Es bien conocido el heroico papel que jugaron las iglesias y los abogados en su mayoría demócrata cristianos, que sin vacilar un momento y desde el golpe mismo asumieron la defensa de las víctimas. Menos difundido es el hecho que ello constituyó un impresionante y conmovedor fenómeno de masas. Desde el instante del golpe se generó un tupido tejido de discreción y lealtades inquebrantables entre todos los opositores del golpe, que desde ese mismo instante abarcaron la mayoría de la población.
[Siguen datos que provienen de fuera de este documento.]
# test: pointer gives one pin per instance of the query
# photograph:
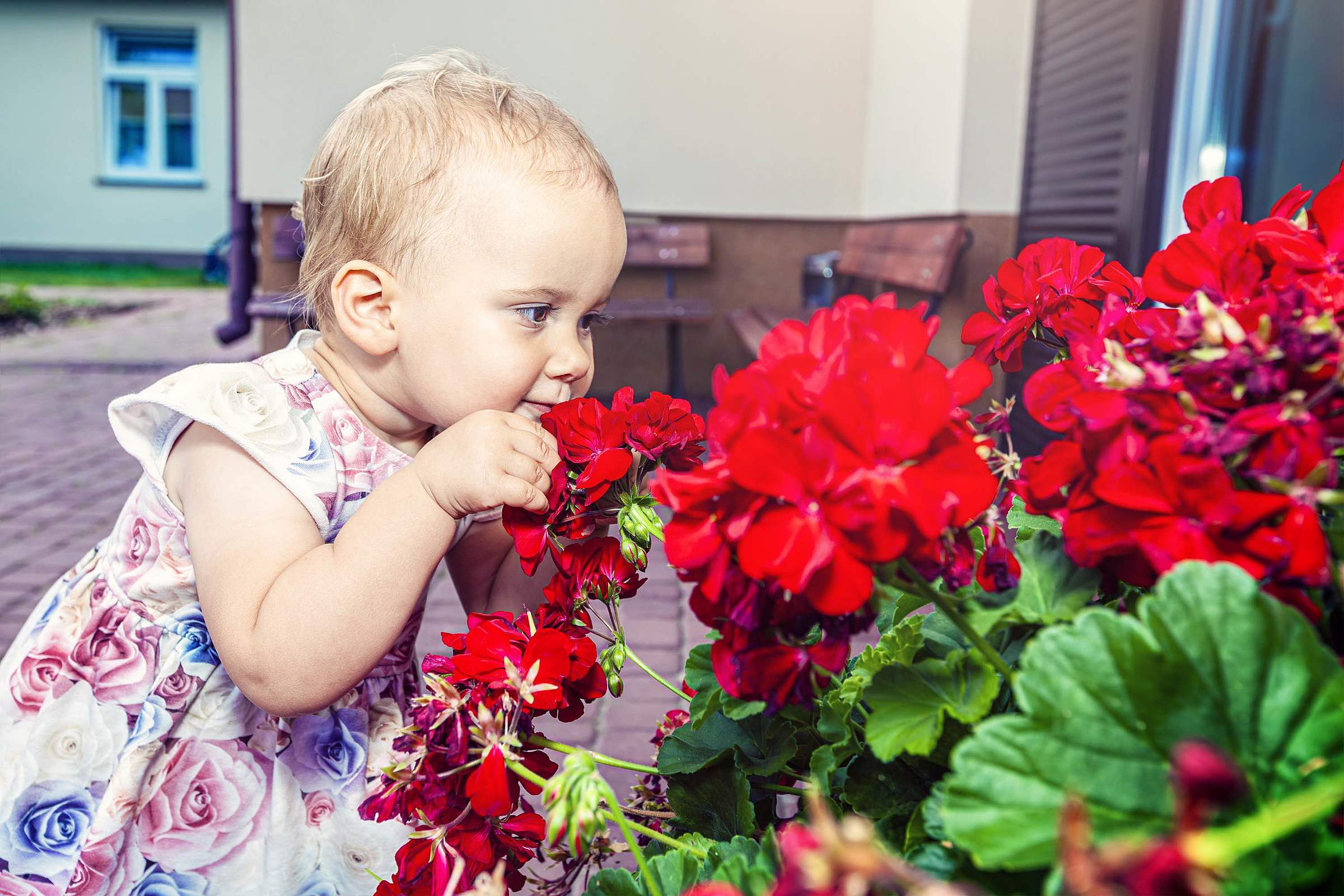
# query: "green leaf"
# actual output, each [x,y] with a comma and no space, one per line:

Gracias a ello fue posible proteger a los perseguidos y organizar la resistencia a la dictadura en todas partes y desde el primer momento. Ello se extendió y profundizó sucesivamente hasta que, nuevamente impulsados por un gran momento de ebullición popular en los años 1980, el más difícil, extendido y sacrificado de todos, el sistema de partidos políticos logró reconformarse y establecer nuevas alianzas que permitieron poner término a la dictadura.
Sobre estas sólidas bases forjadas en los años duros y en el seno del pueblo, las dos alianzas progresistas que se han conformado a partir de ese momento han logrado superar la vieja división del pueblo y partidos, entre socialistas y social cristianos, y han sido las más amplias que registra la historia. Especialmente la Nueva Mayoría, coalición que finalmente ha incorporado al más antiguo de los partidos populares de inspiración ilustrada, el Partido Comunista de Chile.
Por diversos motivos, la responsabilidad de todos los actores, influencias externas mediante, no pudo lograrse al término de la dictadura, con severas consecuencias respecto del carácter de la transición y la legitimidad del sistema político que le sucedieron. Al respecto solo cabe recordar que de haberse conformado entonces algo así como la Nueva Mayoría, ésta habría arrasado en las primeras elecciones en 1989, logrando mayorías parlamentarias más que suficientes para reformar la constitución, puesto que el sistema binominal se hubiera vuelto en contra de sus creadores. Igualmente habría que haber avanzado con precaución, la política nunca camina sobre un sendero tapizado de rosas, pero la transición chilena ciertamente habría tenido un contenido muy diferente, que quizás hubiese ahorrado algunas de las penurias actuales, como sucedió en otros países tras la caída de sus dictaduras.
El éxito del gobierno de la Presidenta Bachelet y su proyección en un nuevo mandato de Nueva Mayoría —coalición que por la fuerza de los acontecimientos debería ampliarse hacia su izquierda y el centro— van a depender principalmente de cómo se mueve en su complejo “paso a dos” con la agitación de la ciudadanía. Si es capaz de asumir su conducción aprovechando la inmensa energía que libera mientras se mantiene en alza, para enfrentar con determinación los desafíos y realizar los cambios que hay que hacer, que son varios y considerables como renacionalizar el cobre por ejemplo, para luego, cuando aquella inevitablemente amaine, con la misma decisión frenar y consolidar lo avanzado: son las lecciones de la tragedia de 1973.
La experiencia de nuestros padres y abuelos —de todos los colores del espectro político sin excepción— enseña que ello es posible y que ciertamente la mejor forma de avanzar es mediante estas grandes coaliciones progresistas, como las que han encabezando y llevado a puerto a cada una de las olas de participación ciudadana masiva que han impulsado el progreso de la sociedad. Lo más probable es que se logre nuevamente, entre otras cosas, porque las alternativas no son las mejores.